Lela was standing in front of the station in Mühlberg. Her right hand held Mum tightly. But Mum talked to Dad, and they didn't care about her. She looked around. How messy it was here. And how many soldiers. Dad couldn't speak two words without saluting. Soldiers came and went. If they were ordinary soldiers, they stopped in front of Dad with a jerk and held their hands firmly pressed to their left and right sides. They could go only when Dad waved his hand. If it was officers passing by, they raised their hand to their cap. This also seemed to make mother nervous. She was pale and exhausted.

"What's going on here today?" She asked.

"Nothing," Meinhardis said. "But here are

twenty-four cavalry regiments, not counting the Bavarians, infantry, artillery and sappers."
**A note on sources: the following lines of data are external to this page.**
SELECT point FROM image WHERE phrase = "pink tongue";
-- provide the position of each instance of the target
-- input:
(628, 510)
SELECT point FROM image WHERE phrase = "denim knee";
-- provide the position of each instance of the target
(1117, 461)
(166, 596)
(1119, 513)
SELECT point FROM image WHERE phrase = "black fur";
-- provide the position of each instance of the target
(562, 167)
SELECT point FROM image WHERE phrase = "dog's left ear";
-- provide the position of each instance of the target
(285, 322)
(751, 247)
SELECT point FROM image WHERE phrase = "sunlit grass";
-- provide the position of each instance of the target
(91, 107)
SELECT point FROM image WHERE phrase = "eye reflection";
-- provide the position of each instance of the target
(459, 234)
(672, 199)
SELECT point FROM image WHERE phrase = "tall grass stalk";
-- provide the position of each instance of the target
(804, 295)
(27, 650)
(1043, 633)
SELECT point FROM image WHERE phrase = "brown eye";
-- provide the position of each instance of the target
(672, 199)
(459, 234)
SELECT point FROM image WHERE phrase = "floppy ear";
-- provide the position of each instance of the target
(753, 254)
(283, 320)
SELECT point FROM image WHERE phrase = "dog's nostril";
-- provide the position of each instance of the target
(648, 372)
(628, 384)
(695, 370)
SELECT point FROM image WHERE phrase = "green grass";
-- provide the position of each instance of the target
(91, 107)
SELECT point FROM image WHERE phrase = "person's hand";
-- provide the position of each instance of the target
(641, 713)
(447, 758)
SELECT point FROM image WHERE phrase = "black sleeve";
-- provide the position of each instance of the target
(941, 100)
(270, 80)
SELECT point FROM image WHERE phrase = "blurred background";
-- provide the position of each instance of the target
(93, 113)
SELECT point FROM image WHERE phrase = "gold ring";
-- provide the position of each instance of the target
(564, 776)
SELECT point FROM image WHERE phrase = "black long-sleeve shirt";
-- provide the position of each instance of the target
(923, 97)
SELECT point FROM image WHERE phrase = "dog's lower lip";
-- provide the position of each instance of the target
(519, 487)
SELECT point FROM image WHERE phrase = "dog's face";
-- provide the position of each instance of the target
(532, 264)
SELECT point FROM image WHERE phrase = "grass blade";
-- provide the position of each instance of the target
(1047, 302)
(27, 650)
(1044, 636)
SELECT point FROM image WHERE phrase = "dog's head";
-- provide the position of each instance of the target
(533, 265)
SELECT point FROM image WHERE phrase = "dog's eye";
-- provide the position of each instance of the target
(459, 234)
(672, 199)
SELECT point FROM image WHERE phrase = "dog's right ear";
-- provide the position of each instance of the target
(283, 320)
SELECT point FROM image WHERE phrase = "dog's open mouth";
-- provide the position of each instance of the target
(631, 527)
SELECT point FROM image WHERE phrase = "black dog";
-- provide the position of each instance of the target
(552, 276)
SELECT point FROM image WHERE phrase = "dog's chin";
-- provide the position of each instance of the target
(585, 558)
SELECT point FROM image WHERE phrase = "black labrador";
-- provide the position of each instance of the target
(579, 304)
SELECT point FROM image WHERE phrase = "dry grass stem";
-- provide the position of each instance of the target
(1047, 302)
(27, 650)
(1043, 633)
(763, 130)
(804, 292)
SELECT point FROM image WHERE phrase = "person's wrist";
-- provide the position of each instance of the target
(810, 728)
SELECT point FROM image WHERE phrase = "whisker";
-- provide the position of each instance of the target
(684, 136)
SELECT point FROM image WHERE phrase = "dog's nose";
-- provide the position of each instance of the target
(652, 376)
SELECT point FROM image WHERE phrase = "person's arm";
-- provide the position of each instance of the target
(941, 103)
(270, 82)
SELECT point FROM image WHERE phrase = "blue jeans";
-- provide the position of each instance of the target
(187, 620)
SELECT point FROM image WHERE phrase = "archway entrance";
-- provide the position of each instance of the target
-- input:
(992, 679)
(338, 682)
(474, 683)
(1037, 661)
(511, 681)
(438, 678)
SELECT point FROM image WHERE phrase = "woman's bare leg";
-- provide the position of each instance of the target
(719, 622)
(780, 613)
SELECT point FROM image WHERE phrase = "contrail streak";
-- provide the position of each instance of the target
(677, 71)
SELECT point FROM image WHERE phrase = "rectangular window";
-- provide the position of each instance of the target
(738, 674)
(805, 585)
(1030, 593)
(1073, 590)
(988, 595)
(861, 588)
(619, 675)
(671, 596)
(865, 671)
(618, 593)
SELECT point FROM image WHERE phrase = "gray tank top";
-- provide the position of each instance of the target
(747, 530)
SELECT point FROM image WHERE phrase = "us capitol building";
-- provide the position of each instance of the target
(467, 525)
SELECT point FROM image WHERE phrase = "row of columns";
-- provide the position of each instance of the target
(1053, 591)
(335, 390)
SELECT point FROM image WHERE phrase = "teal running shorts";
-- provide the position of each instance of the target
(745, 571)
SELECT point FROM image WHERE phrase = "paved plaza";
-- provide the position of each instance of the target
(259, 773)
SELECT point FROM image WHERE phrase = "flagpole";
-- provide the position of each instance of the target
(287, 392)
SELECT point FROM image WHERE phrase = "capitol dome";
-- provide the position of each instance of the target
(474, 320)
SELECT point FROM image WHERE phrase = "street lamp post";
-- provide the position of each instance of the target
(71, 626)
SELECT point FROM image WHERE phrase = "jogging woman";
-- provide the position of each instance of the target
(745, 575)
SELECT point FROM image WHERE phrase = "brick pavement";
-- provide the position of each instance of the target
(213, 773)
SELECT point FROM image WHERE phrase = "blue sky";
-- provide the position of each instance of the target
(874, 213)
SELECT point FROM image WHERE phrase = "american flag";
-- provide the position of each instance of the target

Dad wasn't really Dad because of the different uniform. Certainly, Lela tried to look away and felt that she was supposed not to talk about it, but again and again her eyes kept fly over to his white collar.

Now a Landau drove up, with a soldier sitting on a box and holding the reins. He was also in light blue and white. The suitcases were loaded up, the horses moved up straight towards a wall. A high wall with grass growing on top. The entrance to the wall looked like a tunnel. Lela was scared. "What is it, Dad?"

"That's the fortress wall! Mühlberg is a fortress after all."

"And why is the tunnel so bent; why doesn't it go ahead, and why is it so dark that lights are burning during the day?"

"So that nothing happens when the French come and shoot cannons into it."

Lela's eyes widened. There was so much noise in the tunnel that she wasn't able to speak anymore.

Mum put her hand on Lela's lap,

"It's all right, sweetheart, the French won't come."

Had Mum said that to comfort her? Was she serious? When the adults spoke to one in that childish tone, one became so insecure. But not to believe what one was told would again have been "naughty." But eventually, the child calmed herself, in the end dad is there so that the French won't come.